Esophagogastroduodenoscopy is generally considered to be safe for all ages [37]. In a pediatric cohort study with a series of 345 endoscopic procedures (231 EGD alone, 26 colonoscopy alone, 44 combined EGD and colonoscopy), adverse events were reported in only 20 (5.8%) of the interventions (14 procedure-related, 6 anesthesia/sedation related) and none of the adverse events reported were fatal [38]. Despite the given low rate of adverse events during endoscopy, to minimize the complication rate, EGD should only be performed with appropriate indications. In the recent guidelines by the ESPGHAN and ESGE, EGD was recommended in the presence of alarm symptoms such as weight loss, persistent vomiting, retardation of growth, unexplained anemia, chronic diarrhea, dysphagia or gastrointestinal bleeding in pediatric patients [36].

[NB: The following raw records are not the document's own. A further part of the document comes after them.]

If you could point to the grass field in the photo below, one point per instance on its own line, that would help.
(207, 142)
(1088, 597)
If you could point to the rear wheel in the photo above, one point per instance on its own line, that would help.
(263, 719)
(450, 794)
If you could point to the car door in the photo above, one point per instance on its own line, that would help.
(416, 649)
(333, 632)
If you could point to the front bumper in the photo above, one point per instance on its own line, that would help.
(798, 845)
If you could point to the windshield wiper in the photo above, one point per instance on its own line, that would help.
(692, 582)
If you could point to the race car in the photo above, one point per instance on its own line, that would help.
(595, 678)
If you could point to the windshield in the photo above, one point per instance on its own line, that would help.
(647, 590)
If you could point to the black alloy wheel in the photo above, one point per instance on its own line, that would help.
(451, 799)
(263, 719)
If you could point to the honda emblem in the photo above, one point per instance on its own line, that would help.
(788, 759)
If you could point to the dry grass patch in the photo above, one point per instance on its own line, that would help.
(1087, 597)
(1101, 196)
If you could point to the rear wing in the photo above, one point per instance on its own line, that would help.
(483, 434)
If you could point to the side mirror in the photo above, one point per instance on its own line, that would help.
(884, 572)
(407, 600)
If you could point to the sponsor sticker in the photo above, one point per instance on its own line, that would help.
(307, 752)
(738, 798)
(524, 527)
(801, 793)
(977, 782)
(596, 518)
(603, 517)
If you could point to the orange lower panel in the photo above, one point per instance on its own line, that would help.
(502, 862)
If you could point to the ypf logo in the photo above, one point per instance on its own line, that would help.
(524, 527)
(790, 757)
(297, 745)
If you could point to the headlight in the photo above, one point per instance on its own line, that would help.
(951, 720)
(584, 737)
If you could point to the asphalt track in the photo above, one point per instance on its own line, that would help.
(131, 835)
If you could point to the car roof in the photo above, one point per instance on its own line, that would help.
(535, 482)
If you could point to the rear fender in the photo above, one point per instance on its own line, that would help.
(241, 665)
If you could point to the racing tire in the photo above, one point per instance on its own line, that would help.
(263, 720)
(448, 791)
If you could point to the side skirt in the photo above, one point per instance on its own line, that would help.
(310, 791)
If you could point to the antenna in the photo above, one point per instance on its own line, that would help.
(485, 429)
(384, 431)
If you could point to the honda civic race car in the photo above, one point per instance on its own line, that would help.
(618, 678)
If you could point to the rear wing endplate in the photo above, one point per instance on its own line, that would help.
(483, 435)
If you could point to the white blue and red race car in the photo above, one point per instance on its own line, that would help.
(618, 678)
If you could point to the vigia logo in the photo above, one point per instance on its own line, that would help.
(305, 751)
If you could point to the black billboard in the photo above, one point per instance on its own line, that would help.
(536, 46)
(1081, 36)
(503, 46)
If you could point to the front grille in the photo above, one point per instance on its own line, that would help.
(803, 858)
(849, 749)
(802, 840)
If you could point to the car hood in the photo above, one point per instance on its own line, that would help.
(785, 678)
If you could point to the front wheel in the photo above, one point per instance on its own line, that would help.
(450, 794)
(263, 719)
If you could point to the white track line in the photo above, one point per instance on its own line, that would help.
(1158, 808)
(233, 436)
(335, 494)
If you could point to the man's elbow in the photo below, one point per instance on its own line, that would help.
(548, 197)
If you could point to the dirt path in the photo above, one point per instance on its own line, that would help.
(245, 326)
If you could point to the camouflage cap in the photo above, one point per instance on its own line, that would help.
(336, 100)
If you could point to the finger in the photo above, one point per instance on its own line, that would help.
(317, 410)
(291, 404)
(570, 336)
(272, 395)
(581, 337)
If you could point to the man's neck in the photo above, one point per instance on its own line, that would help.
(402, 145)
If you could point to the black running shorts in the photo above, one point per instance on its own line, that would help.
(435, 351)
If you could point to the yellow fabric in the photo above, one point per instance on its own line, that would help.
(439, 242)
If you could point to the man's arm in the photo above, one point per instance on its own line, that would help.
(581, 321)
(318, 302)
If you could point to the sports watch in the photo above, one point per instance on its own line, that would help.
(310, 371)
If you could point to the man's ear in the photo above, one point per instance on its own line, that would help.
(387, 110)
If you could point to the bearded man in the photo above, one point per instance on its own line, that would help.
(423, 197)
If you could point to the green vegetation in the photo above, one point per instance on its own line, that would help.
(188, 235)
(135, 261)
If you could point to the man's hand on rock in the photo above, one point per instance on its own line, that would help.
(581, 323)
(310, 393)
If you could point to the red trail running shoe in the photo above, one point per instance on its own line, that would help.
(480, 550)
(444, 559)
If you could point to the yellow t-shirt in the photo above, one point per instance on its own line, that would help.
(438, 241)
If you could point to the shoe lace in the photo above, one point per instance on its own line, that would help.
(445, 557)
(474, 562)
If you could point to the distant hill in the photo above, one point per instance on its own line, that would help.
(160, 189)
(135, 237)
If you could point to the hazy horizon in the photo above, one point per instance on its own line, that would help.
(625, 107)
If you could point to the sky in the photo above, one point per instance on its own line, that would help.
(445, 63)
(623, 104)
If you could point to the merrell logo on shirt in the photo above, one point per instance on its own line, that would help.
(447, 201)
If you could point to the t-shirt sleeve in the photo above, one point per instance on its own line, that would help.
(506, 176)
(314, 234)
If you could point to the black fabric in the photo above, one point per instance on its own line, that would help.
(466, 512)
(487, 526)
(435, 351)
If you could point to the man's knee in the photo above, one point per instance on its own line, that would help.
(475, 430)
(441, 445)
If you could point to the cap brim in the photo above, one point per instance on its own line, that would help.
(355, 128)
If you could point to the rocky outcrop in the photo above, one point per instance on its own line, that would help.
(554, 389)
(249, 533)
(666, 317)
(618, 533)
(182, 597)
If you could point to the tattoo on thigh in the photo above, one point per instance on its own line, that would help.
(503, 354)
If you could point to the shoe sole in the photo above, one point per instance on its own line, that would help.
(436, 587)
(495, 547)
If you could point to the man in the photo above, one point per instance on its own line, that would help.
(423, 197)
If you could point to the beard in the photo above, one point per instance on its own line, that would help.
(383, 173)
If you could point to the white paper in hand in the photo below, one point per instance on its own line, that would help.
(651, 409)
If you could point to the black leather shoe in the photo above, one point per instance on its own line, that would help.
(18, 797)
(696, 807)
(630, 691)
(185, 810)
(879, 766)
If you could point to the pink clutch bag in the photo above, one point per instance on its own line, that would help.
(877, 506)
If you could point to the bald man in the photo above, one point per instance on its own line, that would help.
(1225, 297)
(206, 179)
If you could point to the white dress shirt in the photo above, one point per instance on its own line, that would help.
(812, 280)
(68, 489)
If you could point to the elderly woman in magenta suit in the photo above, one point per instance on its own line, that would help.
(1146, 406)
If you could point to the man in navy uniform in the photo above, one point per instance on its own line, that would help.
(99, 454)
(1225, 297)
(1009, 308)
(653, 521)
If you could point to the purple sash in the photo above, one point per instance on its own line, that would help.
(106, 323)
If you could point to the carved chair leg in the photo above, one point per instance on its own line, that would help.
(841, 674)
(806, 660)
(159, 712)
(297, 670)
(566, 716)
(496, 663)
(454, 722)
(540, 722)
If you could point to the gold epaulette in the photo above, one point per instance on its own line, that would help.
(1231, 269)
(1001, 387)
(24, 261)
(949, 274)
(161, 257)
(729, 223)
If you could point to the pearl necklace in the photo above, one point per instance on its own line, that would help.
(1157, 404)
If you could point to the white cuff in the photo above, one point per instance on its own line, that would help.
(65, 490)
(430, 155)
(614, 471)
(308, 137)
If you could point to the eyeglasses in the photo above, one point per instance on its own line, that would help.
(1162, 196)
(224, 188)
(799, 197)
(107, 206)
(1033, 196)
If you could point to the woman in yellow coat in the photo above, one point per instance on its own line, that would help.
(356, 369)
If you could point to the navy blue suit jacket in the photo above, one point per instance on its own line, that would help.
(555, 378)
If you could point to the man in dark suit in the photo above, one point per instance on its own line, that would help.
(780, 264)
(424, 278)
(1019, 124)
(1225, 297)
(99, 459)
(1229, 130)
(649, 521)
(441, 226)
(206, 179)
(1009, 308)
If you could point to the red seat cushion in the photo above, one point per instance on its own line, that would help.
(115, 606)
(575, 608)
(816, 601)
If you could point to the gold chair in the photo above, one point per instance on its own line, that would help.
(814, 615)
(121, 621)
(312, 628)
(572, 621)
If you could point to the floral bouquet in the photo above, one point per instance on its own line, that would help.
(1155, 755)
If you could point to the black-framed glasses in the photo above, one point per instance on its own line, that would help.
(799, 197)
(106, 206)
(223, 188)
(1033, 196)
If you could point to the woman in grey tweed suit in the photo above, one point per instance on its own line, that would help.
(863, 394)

In our study, even though findings such as histopathological reactive changes, edema and mild inflammation were not regarded as pathological, we determined a high diagnostic yield of EGD in children with CAP. Although the diagnostic yield of EGD in the assessment of CAP was found to be higher in the presence of alarm symptoms, a significant number of children without alarm symptoms were also found to have GIS disorders diagnosed by EGD. Additionally, in contrast to the studies from Europe and the US, the rate of H. pylori infection was found to be high among children with CAP in our study. However, our study was limited to children referred to the gastroenterology centre due to CAP. Our sample therefore represents only a small percentage of all children with CAP. Additionally, the need for biopsy to determine CAP-related GIS diseases including reflux esophagitis and H. pylori infection is controversial.

In conclusion, we suggest that EGD can be performed even in the absence of alarm symptoms in children having persisting CAP despite comprehensive clinical evaluation, laboratory investigation and appropriate empiric drug use. Because EGD is an invasive procedure, further wider-ranging studies are needed to establish when and under what conditions EGD should be used in children with CAP.

Conflict of interest

The authors declare no conflict of interest.